Riformulo: secondo voi questo annuncio pubblicitario, destinato alla promozione del nuovo disco solista di Stephen Malkmus (mr. Pavement), è troppo di cattivo gusto per le pagine di un magazine musicale (perchè di quello staimo parlando, mica di Famiglia Cristiana o del Corriere dei piccoli…)? Tanto da non poter essere pubblicato? Secondo Paste, uno dei più noti giornali musicali ‘colti’ americani, lo è, e per questo motivo il giornale si è rifiutato di pubblicarlo.
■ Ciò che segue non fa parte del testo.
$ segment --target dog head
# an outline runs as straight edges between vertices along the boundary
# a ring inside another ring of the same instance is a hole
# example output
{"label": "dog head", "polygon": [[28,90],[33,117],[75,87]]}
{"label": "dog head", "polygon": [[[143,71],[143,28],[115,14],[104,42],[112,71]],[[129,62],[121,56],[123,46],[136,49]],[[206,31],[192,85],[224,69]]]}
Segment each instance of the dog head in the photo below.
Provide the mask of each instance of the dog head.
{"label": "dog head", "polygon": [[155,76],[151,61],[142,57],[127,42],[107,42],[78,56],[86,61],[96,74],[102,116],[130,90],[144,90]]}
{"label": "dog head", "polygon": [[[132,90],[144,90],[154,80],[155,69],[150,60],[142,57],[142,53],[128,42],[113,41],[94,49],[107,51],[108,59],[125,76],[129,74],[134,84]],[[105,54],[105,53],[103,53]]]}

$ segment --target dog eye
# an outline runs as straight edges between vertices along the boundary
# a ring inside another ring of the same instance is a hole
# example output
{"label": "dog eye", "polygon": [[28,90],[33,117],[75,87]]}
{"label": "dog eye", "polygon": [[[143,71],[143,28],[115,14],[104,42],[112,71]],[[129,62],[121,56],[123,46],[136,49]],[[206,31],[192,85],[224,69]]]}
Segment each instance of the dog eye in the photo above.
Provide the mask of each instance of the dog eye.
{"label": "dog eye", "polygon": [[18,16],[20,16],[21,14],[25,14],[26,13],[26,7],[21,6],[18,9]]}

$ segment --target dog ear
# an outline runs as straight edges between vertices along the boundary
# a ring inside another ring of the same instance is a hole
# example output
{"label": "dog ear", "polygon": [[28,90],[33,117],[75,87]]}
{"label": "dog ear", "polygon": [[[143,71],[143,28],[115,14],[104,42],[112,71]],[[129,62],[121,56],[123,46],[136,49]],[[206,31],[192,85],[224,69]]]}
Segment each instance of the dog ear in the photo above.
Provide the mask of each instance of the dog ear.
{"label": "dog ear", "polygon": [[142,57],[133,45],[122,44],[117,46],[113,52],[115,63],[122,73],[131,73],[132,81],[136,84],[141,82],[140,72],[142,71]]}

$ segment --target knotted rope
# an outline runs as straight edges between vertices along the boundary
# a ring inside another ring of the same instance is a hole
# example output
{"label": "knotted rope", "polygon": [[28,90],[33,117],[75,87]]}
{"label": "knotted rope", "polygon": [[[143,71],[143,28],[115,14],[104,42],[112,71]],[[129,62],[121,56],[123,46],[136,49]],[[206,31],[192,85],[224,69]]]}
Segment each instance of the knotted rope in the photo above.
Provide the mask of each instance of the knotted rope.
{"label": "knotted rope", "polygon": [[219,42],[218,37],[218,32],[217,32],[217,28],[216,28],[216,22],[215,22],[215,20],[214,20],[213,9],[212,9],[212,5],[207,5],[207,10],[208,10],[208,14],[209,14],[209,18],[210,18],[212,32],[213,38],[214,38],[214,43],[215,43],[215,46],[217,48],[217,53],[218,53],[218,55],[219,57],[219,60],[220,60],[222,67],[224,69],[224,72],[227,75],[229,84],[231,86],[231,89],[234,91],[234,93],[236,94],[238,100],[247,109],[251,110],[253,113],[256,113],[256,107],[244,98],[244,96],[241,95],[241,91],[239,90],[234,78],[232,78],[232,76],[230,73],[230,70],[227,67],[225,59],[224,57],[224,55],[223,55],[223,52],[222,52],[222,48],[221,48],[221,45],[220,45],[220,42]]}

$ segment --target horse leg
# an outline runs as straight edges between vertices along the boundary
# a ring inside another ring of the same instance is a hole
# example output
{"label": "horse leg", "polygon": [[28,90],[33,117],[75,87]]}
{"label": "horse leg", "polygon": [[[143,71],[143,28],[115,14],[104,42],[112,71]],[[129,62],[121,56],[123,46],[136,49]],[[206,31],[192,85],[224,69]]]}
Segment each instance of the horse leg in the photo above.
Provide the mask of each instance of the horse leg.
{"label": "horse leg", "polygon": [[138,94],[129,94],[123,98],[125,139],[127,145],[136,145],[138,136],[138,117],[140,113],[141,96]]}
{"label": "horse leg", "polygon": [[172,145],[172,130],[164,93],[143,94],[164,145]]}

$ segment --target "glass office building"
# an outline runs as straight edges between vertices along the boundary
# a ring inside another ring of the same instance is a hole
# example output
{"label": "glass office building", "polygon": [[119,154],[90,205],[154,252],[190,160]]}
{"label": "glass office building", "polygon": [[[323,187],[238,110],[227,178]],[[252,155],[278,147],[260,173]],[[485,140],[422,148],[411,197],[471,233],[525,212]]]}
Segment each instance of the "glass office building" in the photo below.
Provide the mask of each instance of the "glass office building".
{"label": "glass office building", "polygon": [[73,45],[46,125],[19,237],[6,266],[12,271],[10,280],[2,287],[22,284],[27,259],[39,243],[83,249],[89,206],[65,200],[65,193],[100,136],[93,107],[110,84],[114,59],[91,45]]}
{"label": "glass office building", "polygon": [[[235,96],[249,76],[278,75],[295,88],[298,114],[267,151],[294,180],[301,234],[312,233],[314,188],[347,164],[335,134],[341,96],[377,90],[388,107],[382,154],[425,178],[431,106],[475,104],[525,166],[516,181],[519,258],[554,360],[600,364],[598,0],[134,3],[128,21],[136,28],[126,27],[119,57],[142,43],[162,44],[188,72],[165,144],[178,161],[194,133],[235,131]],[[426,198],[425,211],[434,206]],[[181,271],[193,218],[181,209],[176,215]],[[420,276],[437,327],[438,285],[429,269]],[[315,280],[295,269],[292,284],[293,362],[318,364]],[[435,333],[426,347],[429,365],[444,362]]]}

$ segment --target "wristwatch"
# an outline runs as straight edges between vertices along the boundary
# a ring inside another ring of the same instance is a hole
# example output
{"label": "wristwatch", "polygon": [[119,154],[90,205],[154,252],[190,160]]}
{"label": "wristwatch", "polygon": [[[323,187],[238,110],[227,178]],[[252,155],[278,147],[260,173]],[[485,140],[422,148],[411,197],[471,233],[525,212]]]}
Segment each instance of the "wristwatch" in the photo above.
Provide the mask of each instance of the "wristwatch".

L’etichetta di Malkmus, la beneamata Matador, se n’è avuta un tantino a male, e nella sua ultima newsletter ci è andata giù pesante, e ha mandato sonoramente affanculo il giornale:

Finally, we’d like to offer a shout-out (ie. "fuck you") to the cowards and thought-cops at the Ad Dept at Paste Magazine who have deemed our proposed advertisement for ‘Face The Truth’ to be beyond the bounds of "good taste." God forbid that anything might challenge the sensibilities of Paste’s Yep Roc-loving, Starbucks-guzzling, Wes Anderson-worshipping readership. Seriously, if there’s anything we or SM have done that is a poor fit with Paste’s Ad Dept’s narrow worldview, that is the highest compliment we’ve been paid since the last time Spin refused to run one of our ads.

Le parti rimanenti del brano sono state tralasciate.